Navigate to the ingest/ submodule of cmapdata. From there, run the following in the terminal.

python general.py {filename} {-C} {cruise_name} {-S} {server}

{filename}: Base file name in vault/staging/combined/. Ex.: ‘TN278_cruise_meta_nav_data.xlsx’
{-C}: Flag indicating for cruise ingestion. Follow with cruise_name.
{cruise_name}: String for official (UNOLS) cruise name Ex. TN278
{-S}: Required flag for specifying server choice. Server name string follows flag.
{server}: Valid server name string. Ex. “Rainier”, “Mariana” or “Rossby”
{-v}: Optional flag denoting metadata template is present in the raw folder of the vault
{in_vault}: If True, pulls template from vault. Default is False, which pulls from /final folder in Apps folder created after submitting to the validator

An example string would be:

python general.py 'TN278_cruise_meta_nav_data.xlsx' -C TN278 -S "Rainier" -v True

Behind the scenes, the script is doing:

parsing the user supplied arguments.

Splitting the data template into cruise_metadata and cruise_trajectory files.

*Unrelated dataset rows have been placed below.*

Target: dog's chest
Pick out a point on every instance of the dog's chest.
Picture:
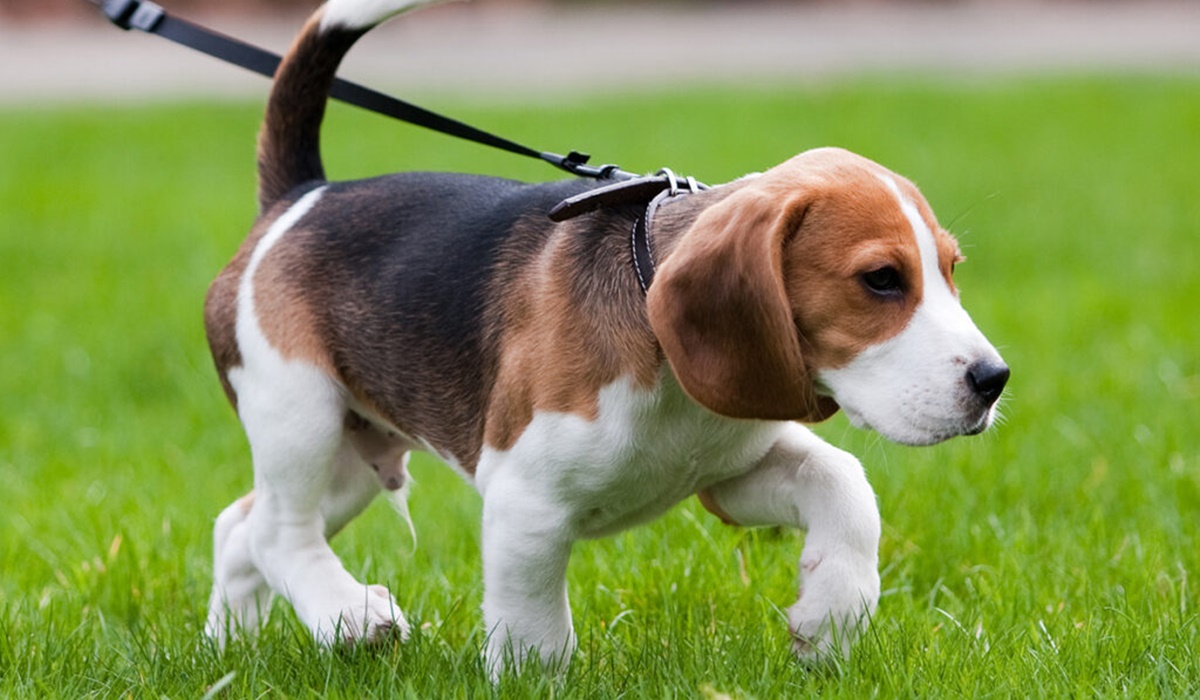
(645, 452)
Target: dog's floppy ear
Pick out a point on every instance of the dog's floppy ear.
(720, 310)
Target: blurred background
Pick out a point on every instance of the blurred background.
(54, 51)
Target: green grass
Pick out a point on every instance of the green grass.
(1055, 556)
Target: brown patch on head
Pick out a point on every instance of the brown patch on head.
(569, 321)
(948, 251)
(767, 286)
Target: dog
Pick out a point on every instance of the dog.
(580, 395)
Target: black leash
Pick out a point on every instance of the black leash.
(150, 18)
(624, 190)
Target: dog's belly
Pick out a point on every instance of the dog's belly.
(645, 452)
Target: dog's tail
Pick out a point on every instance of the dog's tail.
(289, 143)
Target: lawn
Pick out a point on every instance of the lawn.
(1054, 556)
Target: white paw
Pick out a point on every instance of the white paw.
(371, 616)
(835, 604)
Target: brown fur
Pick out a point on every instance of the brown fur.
(569, 322)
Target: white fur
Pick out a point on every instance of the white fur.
(366, 13)
(309, 482)
(569, 478)
(912, 388)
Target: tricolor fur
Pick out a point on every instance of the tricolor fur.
(442, 312)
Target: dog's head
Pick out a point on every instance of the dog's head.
(826, 282)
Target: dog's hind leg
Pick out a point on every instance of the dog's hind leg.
(241, 596)
(309, 482)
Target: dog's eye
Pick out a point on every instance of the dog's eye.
(885, 281)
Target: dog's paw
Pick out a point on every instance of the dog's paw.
(835, 604)
(372, 616)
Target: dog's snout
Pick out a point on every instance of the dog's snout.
(987, 380)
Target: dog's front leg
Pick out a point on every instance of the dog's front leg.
(526, 546)
(807, 483)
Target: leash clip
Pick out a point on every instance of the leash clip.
(129, 15)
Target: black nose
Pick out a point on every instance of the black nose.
(987, 380)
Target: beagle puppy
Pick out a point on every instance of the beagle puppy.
(447, 312)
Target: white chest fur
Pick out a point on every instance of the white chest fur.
(643, 453)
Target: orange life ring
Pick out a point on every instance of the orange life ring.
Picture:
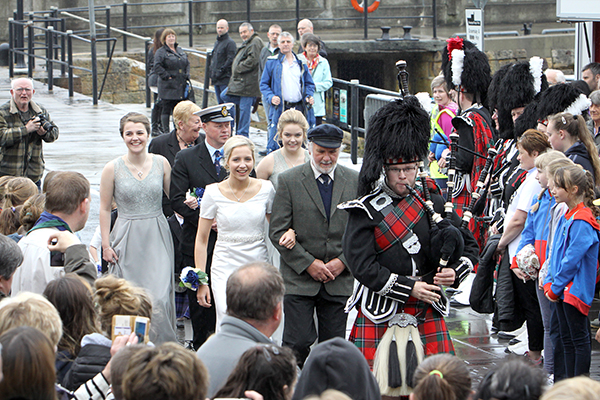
(370, 9)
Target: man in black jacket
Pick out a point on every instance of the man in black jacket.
(243, 85)
(223, 53)
(194, 169)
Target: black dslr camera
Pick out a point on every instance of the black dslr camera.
(44, 123)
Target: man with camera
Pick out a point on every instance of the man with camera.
(23, 126)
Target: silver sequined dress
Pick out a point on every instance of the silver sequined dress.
(144, 245)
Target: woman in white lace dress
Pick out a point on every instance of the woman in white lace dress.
(237, 208)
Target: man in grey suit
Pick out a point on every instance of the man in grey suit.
(314, 271)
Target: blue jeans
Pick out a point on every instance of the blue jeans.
(245, 106)
(218, 90)
(573, 330)
(267, 107)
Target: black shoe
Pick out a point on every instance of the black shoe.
(505, 336)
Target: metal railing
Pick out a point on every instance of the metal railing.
(125, 15)
(58, 46)
(344, 102)
(58, 41)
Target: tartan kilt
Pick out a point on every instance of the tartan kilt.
(366, 334)
(479, 228)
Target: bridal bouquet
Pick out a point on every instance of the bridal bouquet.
(192, 278)
(198, 193)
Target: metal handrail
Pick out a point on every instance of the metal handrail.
(353, 106)
(50, 35)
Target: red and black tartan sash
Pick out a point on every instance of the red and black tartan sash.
(482, 135)
(398, 223)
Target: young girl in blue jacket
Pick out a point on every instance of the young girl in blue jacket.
(571, 277)
(535, 233)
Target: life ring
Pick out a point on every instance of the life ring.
(360, 9)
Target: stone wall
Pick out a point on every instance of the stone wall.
(449, 13)
(126, 80)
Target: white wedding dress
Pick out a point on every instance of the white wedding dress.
(241, 235)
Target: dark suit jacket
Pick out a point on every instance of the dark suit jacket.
(193, 169)
(298, 205)
(168, 146)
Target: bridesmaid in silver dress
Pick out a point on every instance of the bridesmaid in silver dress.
(140, 246)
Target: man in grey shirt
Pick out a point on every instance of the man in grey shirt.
(254, 311)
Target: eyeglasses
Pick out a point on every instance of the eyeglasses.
(404, 170)
(265, 349)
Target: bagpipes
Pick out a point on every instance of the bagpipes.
(402, 77)
(400, 350)
(480, 188)
(444, 237)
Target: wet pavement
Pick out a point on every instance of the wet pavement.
(89, 138)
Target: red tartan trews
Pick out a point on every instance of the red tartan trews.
(366, 334)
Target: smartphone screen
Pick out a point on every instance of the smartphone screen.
(57, 259)
(141, 327)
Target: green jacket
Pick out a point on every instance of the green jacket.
(21, 152)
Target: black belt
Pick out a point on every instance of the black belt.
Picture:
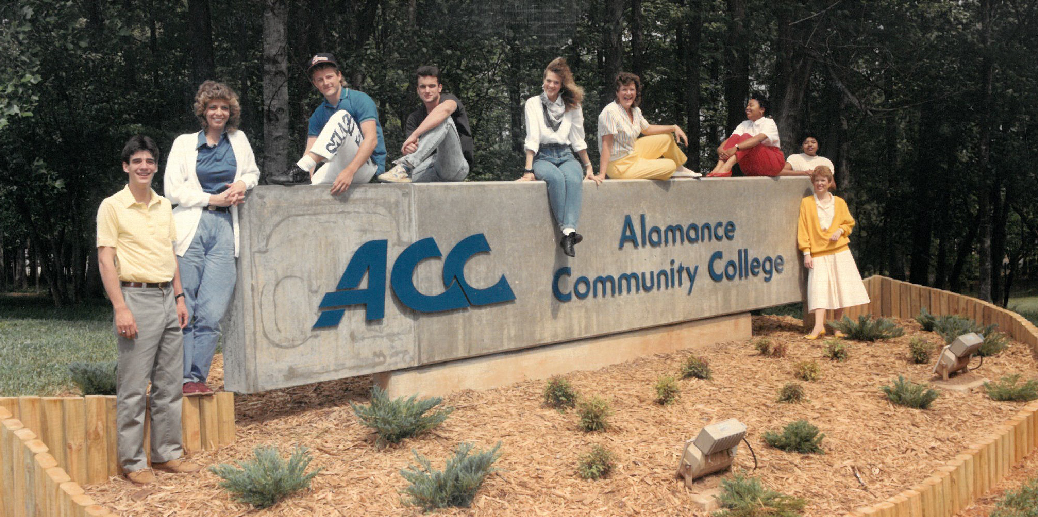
(161, 284)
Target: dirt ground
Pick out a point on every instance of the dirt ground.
(873, 449)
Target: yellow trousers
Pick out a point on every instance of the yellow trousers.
(655, 157)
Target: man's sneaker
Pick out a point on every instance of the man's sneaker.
(395, 174)
(294, 175)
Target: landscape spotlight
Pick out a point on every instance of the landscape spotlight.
(712, 451)
(955, 357)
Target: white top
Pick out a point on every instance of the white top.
(804, 162)
(570, 131)
(763, 125)
(182, 186)
(613, 120)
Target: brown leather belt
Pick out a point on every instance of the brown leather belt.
(161, 284)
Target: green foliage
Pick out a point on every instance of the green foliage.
(867, 329)
(1019, 502)
(905, 392)
(93, 378)
(697, 366)
(791, 392)
(456, 485)
(807, 371)
(558, 393)
(399, 418)
(595, 414)
(1007, 389)
(267, 478)
(597, 463)
(743, 496)
(666, 390)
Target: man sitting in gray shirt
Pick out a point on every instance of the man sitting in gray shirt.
(439, 142)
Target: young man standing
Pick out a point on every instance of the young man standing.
(439, 142)
(344, 132)
(803, 163)
(138, 268)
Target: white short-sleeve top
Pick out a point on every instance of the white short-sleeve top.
(613, 120)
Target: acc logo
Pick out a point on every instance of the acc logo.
(371, 260)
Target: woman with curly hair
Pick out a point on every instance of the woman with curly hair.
(207, 175)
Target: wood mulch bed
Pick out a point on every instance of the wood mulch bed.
(888, 447)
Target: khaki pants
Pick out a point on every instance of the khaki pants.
(156, 356)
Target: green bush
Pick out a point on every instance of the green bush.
(741, 496)
(456, 485)
(597, 463)
(920, 351)
(595, 414)
(799, 436)
(399, 418)
(267, 478)
(905, 392)
(93, 378)
(791, 392)
(695, 366)
(666, 390)
(1007, 389)
(558, 393)
(807, 371)
(867, 329)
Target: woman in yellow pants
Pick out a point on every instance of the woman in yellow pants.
(627, 157)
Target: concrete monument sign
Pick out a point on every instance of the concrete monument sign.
(395, 276)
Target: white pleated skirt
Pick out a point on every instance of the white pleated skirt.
(834, 282)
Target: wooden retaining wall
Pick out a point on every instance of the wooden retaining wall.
(979, 468)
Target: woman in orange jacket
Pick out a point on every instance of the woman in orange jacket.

Importing into memory the cruise_metadata and cruise_trajectory sheets as pandas dataframes.

Filling in the ST bounds for the cruise_metdata dataframe with min/max’s from the trajectory dataframe.

Inserting the metadata dataframe into tblCruise.

Inserting the trajectory dataframe into tblCruise_Trajectory.

Using the trajectory dataframe to classify the cruise by ocean region(s).

Inserting the cruise_ID and region_ID’s into tblCruise_Regions.